Ils s'inquiètent de la tendance croissante à adopter des lois qui permettent l'accès à l'euthanasie sur des critères largement fondées sur le handicap, y compris le handicap lié à l'âge, alors que le handicap ne devrait jamais justifier que l'on mette fin à une vie humaine directement ou indirectement. Ils soulignent que mettre fin à ses jours parce qu'on souffre de son handicap ne serait pas plus sensé ni plus acceptable que d'y mettre fin en raison de son appartenance à n'importe quel autre groupe protégé, que ce soit en raison de sa race, de son sexe ou de son orientation sexuelle.
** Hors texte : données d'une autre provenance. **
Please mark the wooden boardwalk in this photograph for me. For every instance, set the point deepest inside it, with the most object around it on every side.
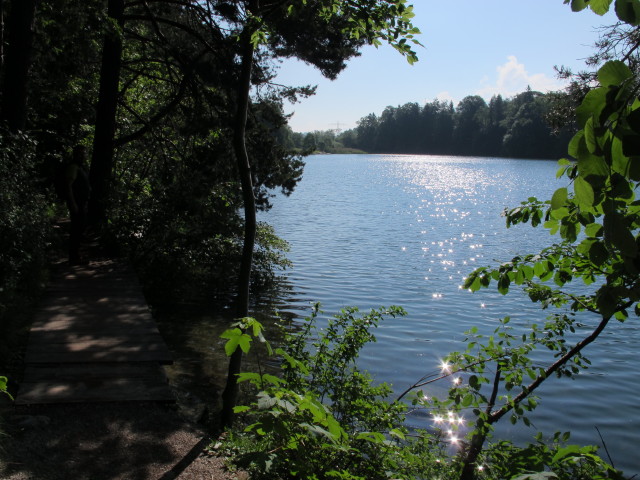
(94, 340)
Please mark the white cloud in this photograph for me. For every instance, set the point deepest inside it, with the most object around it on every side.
(513, 78)
(445, 97)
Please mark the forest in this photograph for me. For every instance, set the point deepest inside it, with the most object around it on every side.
(176, 103)
(519, 127)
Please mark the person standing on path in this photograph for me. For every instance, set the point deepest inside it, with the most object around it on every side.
(78, 192)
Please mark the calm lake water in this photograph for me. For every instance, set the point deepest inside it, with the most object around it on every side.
(373, 230)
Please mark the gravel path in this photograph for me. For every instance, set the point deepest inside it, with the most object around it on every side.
(105, 442)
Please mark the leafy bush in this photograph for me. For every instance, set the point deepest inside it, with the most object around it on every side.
(324, 418)
(25, 228)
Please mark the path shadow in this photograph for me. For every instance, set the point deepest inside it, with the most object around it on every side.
(124, 441)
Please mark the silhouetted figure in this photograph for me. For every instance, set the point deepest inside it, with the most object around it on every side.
(77, 196)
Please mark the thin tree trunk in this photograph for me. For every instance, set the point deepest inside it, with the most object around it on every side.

Ils affirment qu'en aucun cas une loi ne devrait considérer la décision de mettre fin à ses jours en raison d'un handicap comme prise librement et de façon éclairée, et qu'en aucun cas l’État ne devrait contribuer à l'exécution d'une telle décision. Une loi qui permet de mettre fin aux jours d'une personne qui n'est pas en fin de vie repose en réalité sur des présupposés que les experts qualifient en anglais de ableist, néologisme traduit au Canada par capacitistes : fondés sur la capacité de la personne. Une telle loi implique un jugement sur la qualité et la valeur de la vie d'une personne. Or la Convention relative aux droits des personnes handicapées, adoptée le 13 décembre 2006, a définitivement rejeté les conceptions capacitistes et les stéréotypes qui y sont associés car le handicap n'est pas un déficit de la personne mais un aspect universel de la condition humaine. Par l'article 10 de cette convention, les États Parties ont réaffirmé que le droit à la vie est inhérent à la personne humaine et se sont engagés à prendre toutes mesures nécessaires pour en assurer aux personnes handicapées la jouissance effective, sur la base de l’égalité avec les autres. Leur condition de personne handicapée ne peut donc évidemment pas justifier une atteinte à leur vie.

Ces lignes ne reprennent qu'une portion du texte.